Tak jak mówisz - podobnie było z trzciną, wierzbą czy słomą lub innymi wynalazkami do opalania - przeminęły bo się nie opłacały i ludzie wrócili do węgla (ew. pelet). Ten boom elektryków padnie niedługo i tyle i będzie to normalna branża i tyle. Bez dotacji państwa nikt tego nie ruszy.
Generalnie jestem za redukcją śladu węglowego, choć uważam że to i tak za późno na powstrzymanie tego co zrobiliśmy - lasów Amazonii raczej nie "odbudujemy", roztopionych lodowców też nie przywrócimy. Ale w mojej ocenie polityka zmierzająca do dłuższego korzystania z samochodów byłaby na miejscu - ślad węglowy to nie tylko paliwo które spalamy w czasie podróży - przy dzisiejszej "długowieczności" podzespołów w motoryzacji ich produkcja i utylizacja jest chyba większym obciążeniem dla środowiska niż to ile wyemitują CO2 w ciągu swojego krótkiego żywota. Podobnie zdecydowane powszechne ograniczenia limitów prędkości ( i ich egzekwowanie) - w naszym kraju mam wrażenie że limity na autostradzie podyktowane są potencjalnymi wpływami z akcyzy z paliw a nie troską o środowisko. Ale w tym kierunku chyba coś się dzieje i możemy zobaczyć seryjne samochody który będę same redukowały prędkość do określonej w danym miejscu.
Obecny projekt UE uważam jednak za oderwany od rzeczywistości (przynajmniej w niektórych krajach wspólnoty).
_________________ pozdrawiam
Paweł
Ostatnio zmieniony przez r70 2021-07-17, 17:01, w całości zmieniany 1 raz
Ten boom elektryków padnie niedługo i tyle i będzie to normalna branża i tyle.
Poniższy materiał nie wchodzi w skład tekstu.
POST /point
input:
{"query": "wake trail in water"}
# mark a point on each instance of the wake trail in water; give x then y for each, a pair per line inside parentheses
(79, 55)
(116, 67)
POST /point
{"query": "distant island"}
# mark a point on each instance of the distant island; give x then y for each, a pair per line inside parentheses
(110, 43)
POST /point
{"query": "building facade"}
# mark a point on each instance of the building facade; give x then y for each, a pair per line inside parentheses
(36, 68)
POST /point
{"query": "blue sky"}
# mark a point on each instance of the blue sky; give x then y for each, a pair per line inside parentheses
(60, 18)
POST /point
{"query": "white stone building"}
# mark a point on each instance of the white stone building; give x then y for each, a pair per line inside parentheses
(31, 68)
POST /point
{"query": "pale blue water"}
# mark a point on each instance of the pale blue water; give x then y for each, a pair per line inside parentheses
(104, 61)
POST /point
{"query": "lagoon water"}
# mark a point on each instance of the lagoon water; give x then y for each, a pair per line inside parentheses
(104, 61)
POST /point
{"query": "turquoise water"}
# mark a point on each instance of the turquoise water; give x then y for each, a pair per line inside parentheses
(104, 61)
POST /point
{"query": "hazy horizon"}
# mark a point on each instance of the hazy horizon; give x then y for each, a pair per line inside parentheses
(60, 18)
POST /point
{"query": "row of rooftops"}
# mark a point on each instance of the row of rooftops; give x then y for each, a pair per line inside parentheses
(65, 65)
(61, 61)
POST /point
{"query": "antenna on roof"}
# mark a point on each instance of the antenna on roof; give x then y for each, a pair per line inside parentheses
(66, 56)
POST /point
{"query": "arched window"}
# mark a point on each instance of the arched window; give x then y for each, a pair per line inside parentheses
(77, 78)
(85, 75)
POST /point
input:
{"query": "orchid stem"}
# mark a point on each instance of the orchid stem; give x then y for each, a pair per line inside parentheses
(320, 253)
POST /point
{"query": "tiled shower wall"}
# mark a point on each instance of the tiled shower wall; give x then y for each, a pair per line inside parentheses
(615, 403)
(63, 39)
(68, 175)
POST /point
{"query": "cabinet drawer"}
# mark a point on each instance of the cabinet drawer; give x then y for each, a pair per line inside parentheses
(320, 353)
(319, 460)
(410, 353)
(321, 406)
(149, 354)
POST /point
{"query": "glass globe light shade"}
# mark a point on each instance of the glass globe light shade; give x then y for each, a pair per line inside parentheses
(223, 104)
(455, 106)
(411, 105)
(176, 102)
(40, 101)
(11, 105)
Bez dotacji państwa nikt tego nie ruszy.
To zupełnie jak (żeby nie zaczynać od przejścia między wynalezieniem koła a amortyzowanym dyliżansem) z maszyną parową, która nie miała szans zastąpić woźnicy, tudzież późniejszy szok kiedy się okazało, że okręt napędzany ropą jest lepszy od parostatku.
Też mi się tak wydaje... aczkolwiek istnieje szansa że wraz z penalizowaniem spaliniaków elektryki staną się bardziej przystępne cenowo...bo masowe.
Zwłaszcza że 2035 to 14 lat, a dla motoryzacji to spory kwałek czasu.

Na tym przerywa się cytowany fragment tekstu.